– Ну да, само собой. Говорил, что чем богаче духовно жизнь человека, тем радостнее от этого Богу. Бог вроде бы проживает жизнь с каждым человеком, и чем больше в мире добрых и достойных людей, тем благороднее образ самого Бога. Потому что… Наша душа – часть его, а значит, все человечество в целом есть олицетворение Бога на земле или как-то так…
– Это не христианское учение?
– Не совсем. Какое-то ответвление, я забыл название. Но Библии вроде бы не противоречит. Или же противоречит? – Грег пожал плечами. – Отец утверждал, что люди должны сами приходить к Богу. Мне кажется, он нарушал это правило, заставляя нас верить. И в церковь заставлял ходить.

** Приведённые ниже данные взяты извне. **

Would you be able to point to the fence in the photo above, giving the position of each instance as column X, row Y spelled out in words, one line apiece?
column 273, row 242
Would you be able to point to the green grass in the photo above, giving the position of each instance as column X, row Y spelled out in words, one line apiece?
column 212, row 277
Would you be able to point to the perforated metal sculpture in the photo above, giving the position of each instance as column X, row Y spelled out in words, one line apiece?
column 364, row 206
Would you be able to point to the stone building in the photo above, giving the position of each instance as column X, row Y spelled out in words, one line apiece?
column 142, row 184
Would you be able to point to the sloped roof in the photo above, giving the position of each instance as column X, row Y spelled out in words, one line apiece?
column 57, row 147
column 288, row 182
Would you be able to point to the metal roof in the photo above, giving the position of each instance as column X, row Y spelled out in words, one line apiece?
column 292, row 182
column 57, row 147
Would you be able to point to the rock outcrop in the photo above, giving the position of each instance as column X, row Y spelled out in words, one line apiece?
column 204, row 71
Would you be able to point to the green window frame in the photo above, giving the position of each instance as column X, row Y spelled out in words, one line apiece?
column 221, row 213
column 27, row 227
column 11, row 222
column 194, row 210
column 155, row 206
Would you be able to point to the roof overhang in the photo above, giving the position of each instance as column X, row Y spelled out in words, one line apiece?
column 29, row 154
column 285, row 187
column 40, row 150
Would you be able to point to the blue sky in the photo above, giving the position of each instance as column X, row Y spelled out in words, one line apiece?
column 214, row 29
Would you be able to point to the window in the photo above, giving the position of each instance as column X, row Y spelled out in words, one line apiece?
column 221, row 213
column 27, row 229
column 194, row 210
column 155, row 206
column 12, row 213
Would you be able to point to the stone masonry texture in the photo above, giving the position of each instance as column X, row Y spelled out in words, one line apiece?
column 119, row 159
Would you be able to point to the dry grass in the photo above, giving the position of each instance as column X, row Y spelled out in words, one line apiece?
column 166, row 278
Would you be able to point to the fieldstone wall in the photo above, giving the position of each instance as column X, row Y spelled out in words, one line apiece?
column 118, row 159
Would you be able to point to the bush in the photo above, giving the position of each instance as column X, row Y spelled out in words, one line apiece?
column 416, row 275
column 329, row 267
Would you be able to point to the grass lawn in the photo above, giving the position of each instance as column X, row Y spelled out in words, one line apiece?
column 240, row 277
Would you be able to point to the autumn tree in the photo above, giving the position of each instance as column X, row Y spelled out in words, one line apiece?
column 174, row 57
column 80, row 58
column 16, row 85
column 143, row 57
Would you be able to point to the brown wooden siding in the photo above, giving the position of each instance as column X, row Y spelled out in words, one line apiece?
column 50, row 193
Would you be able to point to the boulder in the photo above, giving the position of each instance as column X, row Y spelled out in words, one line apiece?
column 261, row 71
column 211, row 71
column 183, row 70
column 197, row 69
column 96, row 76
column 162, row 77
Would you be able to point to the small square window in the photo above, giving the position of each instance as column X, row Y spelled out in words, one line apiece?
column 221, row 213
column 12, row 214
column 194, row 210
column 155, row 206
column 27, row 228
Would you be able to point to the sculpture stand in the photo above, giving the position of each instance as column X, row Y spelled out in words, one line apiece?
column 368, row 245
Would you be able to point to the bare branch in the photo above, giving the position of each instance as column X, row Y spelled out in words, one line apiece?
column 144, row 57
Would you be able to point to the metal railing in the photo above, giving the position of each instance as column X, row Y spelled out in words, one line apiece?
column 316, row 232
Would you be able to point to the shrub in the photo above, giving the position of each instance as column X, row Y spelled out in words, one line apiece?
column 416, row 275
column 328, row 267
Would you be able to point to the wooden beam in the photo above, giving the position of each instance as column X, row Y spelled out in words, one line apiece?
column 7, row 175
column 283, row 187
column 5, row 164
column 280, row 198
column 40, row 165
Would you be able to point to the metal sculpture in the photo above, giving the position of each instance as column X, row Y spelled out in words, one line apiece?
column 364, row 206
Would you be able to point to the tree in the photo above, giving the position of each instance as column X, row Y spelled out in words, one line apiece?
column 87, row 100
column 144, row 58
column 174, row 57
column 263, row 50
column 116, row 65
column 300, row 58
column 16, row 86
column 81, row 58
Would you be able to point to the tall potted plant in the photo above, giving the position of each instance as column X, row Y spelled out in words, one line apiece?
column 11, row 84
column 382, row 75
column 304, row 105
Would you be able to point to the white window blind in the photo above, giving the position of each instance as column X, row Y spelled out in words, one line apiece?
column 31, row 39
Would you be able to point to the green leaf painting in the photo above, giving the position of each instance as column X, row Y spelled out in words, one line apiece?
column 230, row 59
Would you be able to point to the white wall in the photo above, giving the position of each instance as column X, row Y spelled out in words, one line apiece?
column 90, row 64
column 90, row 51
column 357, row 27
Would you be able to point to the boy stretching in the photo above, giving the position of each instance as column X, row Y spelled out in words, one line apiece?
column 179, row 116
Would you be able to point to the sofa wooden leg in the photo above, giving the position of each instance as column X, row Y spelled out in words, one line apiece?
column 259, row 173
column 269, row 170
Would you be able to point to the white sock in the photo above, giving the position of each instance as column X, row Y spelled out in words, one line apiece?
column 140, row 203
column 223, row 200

– И вы ходили в церковь? Правда?
– Не верите? – наигранно оскорбился Грег. – Иногда. А иногда делал вид, что хожу, а сам убегал на задний двор к Барри.
– И если отец ловил вас, он наказывал по всей строгости, верно я понимаю?
Хельга ощущала себя канатоходцем. Того и гляди сорвется, и тогда начинай сначала. Но где-то должен быть тот поворот, что выведет их обоих на прямую дорожку, которую Мантисс старательно навязывала собеседнику с самого начала.
– Вы так подробно все рассказываете. Поделитесь со мной еще немного.
– Да я не против. Наказывал, да. Заставлял читать священные тексты и молиться. Порой надолго оставлял меня в комнате одного, и я сидел там и бесцельно листал книгу. Такая старая, с пожелтевшими страницами. Отец ее до дыр зачитал. Некоторые буквы стерлись, как сейчас помню. – Грег громко втянул носом воздух. – И пахла она старинными вещами. Интересно, где сейчас эта книга? Не помню, чтобы она лежала среди вещей отца, когда он отошел в мир иной.
– Выходит, вы не любили религиозные обряды и условности, особенно когда вам их так рьяно прививали? И, я догадываюсь, церковь давила на вас этой атмосферой заученности и строгой необходимости?
– О да, это вы верно подметили. Хорошо, что те времена позади. Нет… я вовсе не жалуюсь на детство, оно было замечательным! Но у всех есть свои нелюбимые моменты, правда же? – Грег развел руки в стороны. – Кто-то с дрожью вспоминает, как его заставляли есть кашу, а я – как меня запирали в комнате со священными текстами, хех.
«А кто-то, – подумала Хельга, – до сих пор в кошмарах слышит хриплый голос, с важностью доносящий об убийстве, как будто это водружаемый на пьедестал артефакт… У всех есть что-то принесенное во взрослую жизнь, коловшее под ребрами или саднившее, как незаживающая рана. Печальная особенность психики».